Le catene alimentari acquatiche sono generalmente più lunghe e molto più complesse di quelle terrestri, pertanto, mentre la concentrazione di un inquinante nell’acqua può essere inferiore al limite di rilevazione attualmente vigente, nei predatori al vertice della catena alimentare si possono riscontrare gravi effetti tossicologici (White e Hoffman, 1995; Henny et al., 1996). Clarkson (1995) ha verificato che, affinché un contaminante venga accumulato all’interno di un organismo deve essere lipofilico, chimicamente e metabolicamente stabile in acqua e negli organismi e deve avere relativamente bassa tossicità negli organismi della fascia bassa della catena alimentare, per consentire l’accumulo nei predatori al vertice. Esistono, essenzialmente, due approcci generali per valutare, quindi quantificare, il fenomeno del bioaccumulo. Il primo è un approccio empirico, dove BCF (fattore di bioconcentrazione) o BAF (fattore di bioaccumulo), può essere dedotto dalla relazione fra la concentrazione nell’organismo e la contaminazione ambientale. Questi valori, se calcolati

su campioni ambientali, possono essere soggetti a errori dovuti alla variabilità biologica, ma hanno il vantaggio di essere rappresentativi delle reali condizioni ambientali.

Il secondo approccio, più laborioso, consiste nell’organizzare un modello di bilancio di massa in cui vengono quantificati gli assorbimenti e le perdite di tali composti (Figura 1.12).

Questo modello richiede necessariamente molte informazioni che riguardano la caratteristiche chimiche della sostanza in esame e la fisiologia dell’organismo, tenendo conto, oltretutto, dell’effetto di diluizione dovuto alla crescita e al tasso metabolico specifico del composto (Mackay e Fraser, 2000).

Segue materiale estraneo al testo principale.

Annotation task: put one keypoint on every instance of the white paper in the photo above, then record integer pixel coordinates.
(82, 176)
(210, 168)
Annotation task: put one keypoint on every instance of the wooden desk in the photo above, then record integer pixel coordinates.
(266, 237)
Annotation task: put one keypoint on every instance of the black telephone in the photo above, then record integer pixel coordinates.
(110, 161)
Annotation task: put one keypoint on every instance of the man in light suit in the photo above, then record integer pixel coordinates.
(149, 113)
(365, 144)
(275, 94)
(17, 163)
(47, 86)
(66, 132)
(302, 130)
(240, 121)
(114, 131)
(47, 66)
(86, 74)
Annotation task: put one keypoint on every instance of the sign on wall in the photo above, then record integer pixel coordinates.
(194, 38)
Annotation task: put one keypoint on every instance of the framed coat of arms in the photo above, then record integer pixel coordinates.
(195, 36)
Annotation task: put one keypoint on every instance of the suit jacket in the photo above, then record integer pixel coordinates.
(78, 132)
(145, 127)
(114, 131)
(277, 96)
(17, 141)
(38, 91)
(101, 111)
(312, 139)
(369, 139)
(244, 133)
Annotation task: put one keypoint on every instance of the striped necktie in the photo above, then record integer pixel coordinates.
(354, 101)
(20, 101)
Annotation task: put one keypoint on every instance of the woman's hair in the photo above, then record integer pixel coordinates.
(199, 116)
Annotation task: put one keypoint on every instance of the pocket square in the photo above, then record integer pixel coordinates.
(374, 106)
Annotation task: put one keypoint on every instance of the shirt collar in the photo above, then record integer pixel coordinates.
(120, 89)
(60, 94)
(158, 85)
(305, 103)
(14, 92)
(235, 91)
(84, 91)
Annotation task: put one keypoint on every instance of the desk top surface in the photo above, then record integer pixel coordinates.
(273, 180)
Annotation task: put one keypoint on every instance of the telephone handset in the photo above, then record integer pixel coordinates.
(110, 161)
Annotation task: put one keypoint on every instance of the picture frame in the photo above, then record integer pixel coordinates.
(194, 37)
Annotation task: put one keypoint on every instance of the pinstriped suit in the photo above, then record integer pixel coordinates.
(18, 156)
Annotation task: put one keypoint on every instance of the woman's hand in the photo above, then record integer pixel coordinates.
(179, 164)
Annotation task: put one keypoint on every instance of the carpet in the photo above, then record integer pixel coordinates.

Normalmente, tuttavia, quando una sostanza endogena entra in un organismo, viene riconosciuta come estranea e deve essere da questo metabolizzata, per favorirne l’eliminazione. Le sostanze lipofile, per le caratteristiche fisico- chimiche sopracitate, sono le più difficili da rimuovere e necessitano di meccanismi metabolici che portano ad un aumento della loro idrofilia, facilitando così la loro escrezione attraverso le urine, l’aria espirata, le feci, le secrezioni biliari, il latte. Gli estrogeni naturali vengono escreti normalmente per via urinaria, dalle donne in età fertile e in gravidanza, periodo durante il quale vengono sintetizzati in elevate quantità, dal sistema feto-placentare. In generale, la biotrasformazione di una sostanza endogena può portare alla formazione di metaboliti inattivi, metaboliti attivi dotati di spettro d’azione uguale a quello del composto d’origine, metaboliti attivi dotati di spettro d’azione diverso da quello del composto di origine, oppure metaboliti tossici, che potenzialmente, possono tornare in ambiente, una volta eliminati.